I have some code and within this code I need to calculate a checksum (before transmission & on received data). Doing a simple timing check, a relatively large period of time was spent calculating and checking this. With 210,000 packets to deal with it sort of makes sense.
Reading through a few sites (and SO popped up a few times) numpy bitwise came up faster than native ( Fastest bitwise xor between two multibyte binary data variables )
Equally I have looked into lru_cache since I can take credit for the majority of the time very similar requests are made.
I have tried this and got some odd results.
!/usr/bin/env python
#-*- coding: utf-8 -*-
from functools import lru_cache
from numpy import bitwise_and, invert, bitwise_xor
import numpy as np
from timeit import Timer
import random
def checksum1(data):
'''Checksum is the bytes XOR'ed together, then bit inverted - truncated to a chr'''
return (~(data[0] ^ data[1] ^ data[2]) & 0xff).to_bytes(1,byteorder='big',signed=False)
@lru_cache(maxsize=128)
def checksum2(data):
'''Checksum is the bytes XOR'ed together, then bit inverted - truncated to a chr'''
return (~(data[0] ^ data[1] ^ data[2]) & 0xff).to_bytes(1,byteorder='big',signed=False)
def checksum3(data):
'''Checksum is the bytes XOR'ed together, then bit inverted - truncated to a chr'''
return bitwise_and(invert(bitwise_xor(bitwise_xor(data[0],data[1]),data[2])),255).astype(np.uint8).tobytes()
@lru_cache(maxsize=128)
def checksum4(data):
'''Checksum is the bytes XOR'ed together, then bit inverted - truncated to a chr'''
return bitwise_and(invert(bitwise_xor(bitwise_xor(data[0],data[1]),data[2])),255).astype(np.uint8).tobytes()

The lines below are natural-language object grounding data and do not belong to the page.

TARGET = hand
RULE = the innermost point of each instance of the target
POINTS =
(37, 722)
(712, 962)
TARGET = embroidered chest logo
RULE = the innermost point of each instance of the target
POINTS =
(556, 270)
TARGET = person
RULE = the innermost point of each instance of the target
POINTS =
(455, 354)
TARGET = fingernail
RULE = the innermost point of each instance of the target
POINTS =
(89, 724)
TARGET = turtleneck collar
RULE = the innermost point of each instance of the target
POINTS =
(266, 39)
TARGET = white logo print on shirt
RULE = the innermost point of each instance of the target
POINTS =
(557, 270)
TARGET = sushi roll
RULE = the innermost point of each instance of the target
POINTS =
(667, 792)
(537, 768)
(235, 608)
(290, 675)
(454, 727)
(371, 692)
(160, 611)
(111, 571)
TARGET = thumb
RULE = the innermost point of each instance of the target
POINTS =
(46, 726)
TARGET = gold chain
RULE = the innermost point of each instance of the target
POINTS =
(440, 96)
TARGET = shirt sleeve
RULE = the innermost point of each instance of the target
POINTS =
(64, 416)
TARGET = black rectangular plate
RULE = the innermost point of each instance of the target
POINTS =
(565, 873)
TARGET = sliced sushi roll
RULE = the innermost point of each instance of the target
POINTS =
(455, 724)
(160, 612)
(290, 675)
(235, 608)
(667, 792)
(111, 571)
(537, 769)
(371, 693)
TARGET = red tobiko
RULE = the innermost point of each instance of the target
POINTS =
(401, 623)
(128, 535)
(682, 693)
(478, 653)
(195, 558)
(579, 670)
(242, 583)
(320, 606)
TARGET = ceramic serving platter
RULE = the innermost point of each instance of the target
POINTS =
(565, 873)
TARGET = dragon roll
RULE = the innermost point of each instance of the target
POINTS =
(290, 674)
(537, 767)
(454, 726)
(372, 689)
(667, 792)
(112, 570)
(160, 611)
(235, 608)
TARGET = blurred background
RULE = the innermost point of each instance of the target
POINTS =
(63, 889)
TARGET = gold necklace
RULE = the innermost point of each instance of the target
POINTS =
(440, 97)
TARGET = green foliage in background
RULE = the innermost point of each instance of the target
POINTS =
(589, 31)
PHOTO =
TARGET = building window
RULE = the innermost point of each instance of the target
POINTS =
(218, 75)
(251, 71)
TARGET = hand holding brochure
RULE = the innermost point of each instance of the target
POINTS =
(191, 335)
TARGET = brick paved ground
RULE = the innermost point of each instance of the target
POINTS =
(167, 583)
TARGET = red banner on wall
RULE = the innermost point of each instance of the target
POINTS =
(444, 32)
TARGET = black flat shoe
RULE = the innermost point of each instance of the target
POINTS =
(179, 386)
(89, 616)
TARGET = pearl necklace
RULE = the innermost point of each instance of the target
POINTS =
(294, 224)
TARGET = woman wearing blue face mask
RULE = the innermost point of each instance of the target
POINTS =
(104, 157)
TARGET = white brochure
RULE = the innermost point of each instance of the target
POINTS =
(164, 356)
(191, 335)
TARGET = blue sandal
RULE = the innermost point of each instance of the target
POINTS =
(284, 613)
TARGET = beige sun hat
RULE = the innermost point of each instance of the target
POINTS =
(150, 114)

if __name__ == "__main__":
#T = Timer('test()',"from __main__ import test")
T = Timer('checksum1((random.randint(0,127),0,0))',"import random;from __main__ import checksum1")
print(T.timeit())
T = Timer('checksum2((random.randint(0,127),0,0))',"import random;from __main__ import checksum2")
print(T.timeit())
T = Timer('checksum3((random.randint(0,127),0,0))',"import random;from __main__ import checksum3")
print(T.timeit())
T = Timer('checksum4((random.randint(0,127),0,0))',"import random;from __main__ import checksum4")
print(T.timeit())
py test.py
4.10519769108277
6.260751157558025
10.463237500651697
6.182100842095494
This is implying that the numpy method is slow & accessing lru cache is providing a larger overhead than it would gain.
Am I doing something wrong or is this correct?